= Supercompensation =

Post-training period of high performance

Heterochronism of supercompensation: Different parameters require different amounts of time to recover after strain. Tendons and bone tissue require considerably longer to adapt than muscle tissue.

In sports science theory, supercompensation refers to the post-training period during which the trained parameter has a higher performance capacity than it did prior to the training period.

== Description ==
The adaptation of the load is called supercompensation.

Initial fitness, training, recovery, and supercompensation

First put forth by Russian scientist Nikolai N. Yakovlev in 1949–1959, this theory is a basic principle of athletic training. The fitness level of a human body in training can be broken down into four periods: initial fitness, training, recovery, and supercompensation. During the initial fitness period, the target of the training has a base level of fitness. Upon entering the training period, the target's level of fitness decreases. After the training period, the body enters the recovery period, during which the level of fitness increases back to the initial fitness level.

Because the human body is an adaptable organism, it will feel the need to adapt itself to a higher level of fitness in anticipation of the next training session. Accordingly, the increase in fitness following a training session does not stop at the initial fitness level. Instead, the body enters a period of supercompensation during which fitness surpasses the initial fitness level. If there are no further workouts, this fitness level will slowly decline back towards the initial fitness level (shown by the last time sector in the graph).

If the next workout takes place during the recovery period, overtraining may occur. If the next workout takes place during the supercompensation period, the body will advance to a higher level of fitness. If the next workout takes place after the supercompensation period, the body will remain at its base level.

Sometimes a few workouts are intentionally made in the recovery period to try to achieve greater supercompensation effects.

== Supercompensation–training programs relation ==
This process is based on various physiological functions and parameters, each of these functions and parameters have distinct recovery times and timeframes to reach supercompensation, and intervals between the peak and return to baseline fitness.

Although this process is postulated as a model for recovery, some of its parameters are not fully understood from a fundamental perspective.

Muscle Proprioception,
Individual Muscle Fatigue,
Intensity,
Metabolism;

These are some of the complex variables that come into the equation when assessing for potential 'supercompensation' measurements.

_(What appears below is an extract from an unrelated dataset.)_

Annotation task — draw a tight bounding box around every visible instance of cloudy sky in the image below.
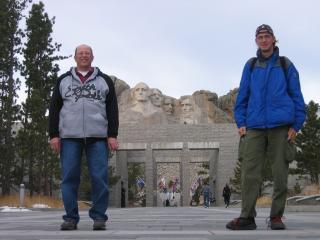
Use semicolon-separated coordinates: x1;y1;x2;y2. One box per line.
25;0;320;103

Other influences are muscle strength and mass. For instance, muscle mass is influenced by the quantity of glycogen in the muscles, among others.

== Uses ==
In classical sport science, the yearly (sometimes multi-yearly) period is divided into micro and macro cycles, where each microcycle is responsible for the development of a specific (sometimes several) basic training function and parameter, whereas macrocycles are responsible for the development of complex parameters/functions (such as muscle strength).